Alright, so late last year I vowed to cleanup White Lotus Interactive’s website / web presence stuff, which is still in progress. May change this to a general “Updating White Lotus”
White Lotus Interactive has historically had 2 email addresses - info@xingthegame.com, and xingthegame@gmail.com. Back in 2013 it was all the rage / cool / legit to have your own email domain, so naturally with our brilliant xingthegame.com domain hosted by ipage, we decided to start using their mail service as well.
I’m going to back up a second and give a bit of context to my personal relationship with email. I signed up for my first email address on yahoo.com sometime around 2000 (you know, so I could sign into lego.com and whatnot). In 2005 I got that sweet sweet invite to gmail, and netted that awesome 1 gig of storage, a massive upgrade from what I think was around 20 megs on yahoo at the time. So I made a gmail account. By the time I was applying for collage I made another gmail account (gotta look professional and put together! None of this Xx_coolguy_xX@hotmail.com or whatever). Of course I also need a throwaway account - gmail. College gives me a .edu address? gmail. You get the picture.
When it came time to make a company email account, you bet I immediately went with gmail. But how do you get that sweet sweet custom domain name? How does that even work?
Well, back then, I had no idea, and I had absolutely no time to figure it out. Some of ya’ll might be laughing at this notion, but now that I’m reflecting on this, I realize I have literally never interacted with email outside of webmail. To me, email is just another website you log into and have an account with. End of story. I knew that people in the past had emails provided by their ISP (I remember my parents having an @cox.com or whatever it was) and companies had set up private email servers n whatnot, but I had personally had no reason to ever think past “Just open a gmail account”.
One further slight tangent, as a kid I remember it being rough trying to find places online to share, well, anything. I had an angelfire website / account that provided a partly 20 megabytes of storage - not enough to host files of any magnitude (game saves, mp3s, whatever). Keep in mind that this is from the perspective as a penniless 13 year old in the early 2000s, of course. Email is technically just another form of hosting and sharing data.
Back to 2013 setting up my newly founded companies’ email, we elected to more or less click the “Yes I want mail” option from ipage.com. It said it had webmail, cool- this should work no problem.
Unsurprisingly to anyone who has worked with any of this stuff before, it sucked. The web client is extremely pedestrian compared to any proper webmail service, and had a tiny mailbox size to boot. Trying to find a solution quickly (we needed to start sending emails and stuff! You know, business!) I researched how to link up my crappy new email service with gmail.

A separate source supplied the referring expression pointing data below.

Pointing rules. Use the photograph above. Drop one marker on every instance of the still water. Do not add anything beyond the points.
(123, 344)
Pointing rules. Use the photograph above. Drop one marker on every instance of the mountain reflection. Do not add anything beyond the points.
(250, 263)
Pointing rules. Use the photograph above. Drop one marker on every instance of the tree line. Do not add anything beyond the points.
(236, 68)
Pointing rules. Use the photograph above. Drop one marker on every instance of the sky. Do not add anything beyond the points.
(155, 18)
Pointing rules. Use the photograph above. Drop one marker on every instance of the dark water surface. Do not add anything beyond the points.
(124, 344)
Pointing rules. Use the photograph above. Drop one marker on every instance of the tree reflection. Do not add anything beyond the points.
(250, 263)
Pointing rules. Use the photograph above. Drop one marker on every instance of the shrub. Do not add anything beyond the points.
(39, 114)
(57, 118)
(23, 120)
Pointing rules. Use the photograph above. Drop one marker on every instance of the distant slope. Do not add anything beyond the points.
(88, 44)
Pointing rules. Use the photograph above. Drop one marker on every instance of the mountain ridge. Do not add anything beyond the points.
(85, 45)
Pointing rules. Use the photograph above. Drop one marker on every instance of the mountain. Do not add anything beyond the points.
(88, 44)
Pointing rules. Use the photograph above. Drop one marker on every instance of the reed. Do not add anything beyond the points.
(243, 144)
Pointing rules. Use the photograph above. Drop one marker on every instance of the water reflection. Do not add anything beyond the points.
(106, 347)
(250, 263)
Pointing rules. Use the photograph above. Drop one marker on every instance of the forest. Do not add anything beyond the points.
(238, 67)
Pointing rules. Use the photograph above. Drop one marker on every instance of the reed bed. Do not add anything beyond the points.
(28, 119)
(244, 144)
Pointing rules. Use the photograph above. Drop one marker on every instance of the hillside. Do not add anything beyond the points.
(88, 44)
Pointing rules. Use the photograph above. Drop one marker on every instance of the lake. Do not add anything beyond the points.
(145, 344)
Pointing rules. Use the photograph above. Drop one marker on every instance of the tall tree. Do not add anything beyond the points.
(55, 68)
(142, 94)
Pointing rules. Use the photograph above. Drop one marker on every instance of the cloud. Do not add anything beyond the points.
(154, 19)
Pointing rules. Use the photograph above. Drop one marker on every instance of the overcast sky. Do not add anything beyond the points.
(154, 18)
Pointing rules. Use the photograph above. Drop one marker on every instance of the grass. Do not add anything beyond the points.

We had already set up a gmail account for the company, so I saw that you can sorta link the emails? Sorta? I know the technical details now, but back then I remember just trying to setup gmail to recieve mail from our ipage domain, then sending as that domain. Keep in mind, I have absolutely no idea how any of this work.
I managed to get it to work. All the emails from ipage were getting forwarded to our gmail, then gmail could send as our ipage domain. GOOD ENOUGH.
Somehow, we managed to use that for years. So yeah, the obvious problem was there was no way to delete messages off of ipage in gmail since they were just getting forwarded. Oops. Also apparently other mail servers can reject mail being forwarded? Oh. Uh, yeah, we might have straight up missed important emails over the last 13 years. Sorry.
What do
OK, so
From my current understanding, emails are super old school, with a smattering of random hacks on top to try to make it more secure. Whoever controls the domain technically controls EVERYTHING - they can simply point emails to a completely different mail server and bam - no extra authentication needed. Your email account name, password, whatever, only the mailserver cares about this. If someone gets control of the domain then EVERY ADDRESS on that server is bunk. The emails themselves may be secured behind passwords or whatever, but all mail can be rerouted and no one could tell (outside of exotic encryption stuff like proton).
So yeah, you simply set up different MX records on your domain to point to a different mailserver, then tell the mail server how you want it to process requests. Thats it. There isn’t any magic arbiters or transfers or anything. It is that simple.
I honestly feel kinda stupid not knowing this stuff, but it really is a bit arcane compared to the way people use the internet now. Heh, I almost wrote “the web”, but categorically email is not part of the web, now is it?
Anyways, I also read that despite how simple email stuff is, DON’T TRY TO SELF HOST IT. Allegedly there are a number of patched on compilation that make running a proper functional mail server impractical for an individual. So… maybe a future project? I ended up using purelymail.com since they looked mom and pop and had unlimited domains + users n whatnot for 10 bucks a year. They seem fine? I really don’t know.
Then you need a mail client - I’m using Thunderbird because technically free open source and I knew the name before I started with this project. It is fine. It receives and sends emails.